Preconditioning is a major step in reducing the risks, he continues. "I trust the guys who feed my cattle. They do a good job of health management. But we both have a role in keeping that calf healthy."

Tucker says the health benefits of preconditioning were obvious last fall when a semi carrying his calves broke down on the way to Decatur County Feedyard, in Oberlin, Kan., normally a 20-hour trip. The calves had to be off-loaded at a sale barn and held until they could be reloaded and continue on their way.

"They were on the road for 56 hours," he says. "When they came off the truck at the feedyard, the temperature was in the teens. We didn't lose a calf."

Tucker's preconditioning program includes timely vaccinations and deworming for calves. Fall-born calves will get Vista 5 SQ for respiratory diseases, as well as the 20/20 Vision 7, both by Merck. He deworms with Cydectin and implants steer calves. Boosters are given three weeks prior to weaning.

LEARNING THE BASICS

Almost half of Tucker's weaning and preconditioning takes place on fescue pastures, either Max Q or Kentucky 31. He gives calves time to learn to eat out of a trough and drink from an automatic waterer. That eliminates stress at the feedyard, ensuring calves stay hydrated and fed.

"It is so very important that they get off the truck at the feedyard and eat and drink," he says. "Water quality and quantity is often overlooked. I stress to my guys at weaning, if you keep the water troughs clean and full, you have paid for your salary."

Before they leave the farm, calves are fed a basic mix of two-thirds corn silage and one-third orchardgrass haylage. In addition, Tucker feeds commodities, most often corn gluten. He does this in drylot or when calves are still on pasture. He adds that he believes a preconditioning phase at the farm lets calves get over the stress of being commingled and helps them sort out their pecking order.

FRAME BUILDERS

One thing Tucker doesn't do is try to put finish on the Black Angus, Red Angus and Gelbvieh crossbred calves he raises.

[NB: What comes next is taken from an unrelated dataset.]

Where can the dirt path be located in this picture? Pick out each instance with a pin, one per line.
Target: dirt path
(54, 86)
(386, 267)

"We add frame and skeleton and muscle, but not fat. The finishing yard is the place to add fat, not while we're preconditioning and backgrounding," he says. They add frame for about 80 cents per pound.

While he does some sorting at the front end of the preconditioning period, he doesn't obsess over trying uniform weights. "We ship multiple loads, so health and the ability to cope with stress is far more important to us than calf uniformity," Tucker stresses.

He adds that Decatur County Feedyard, where he finishes cattle, has an electronic sorting system that puts calves with others that will finish at the same time. This system works well for Tucker, since weights at weaning can range from 500 to 700 pounds, depending on whether they come from his home farm, rented ground or a contract producer. He keeps about 600 females under his management, with 500 head more managed by contractors. He markets all steers and the bottom end of the heifer crop, amounting to some 350 head each year from the fall- and spring-calving operation.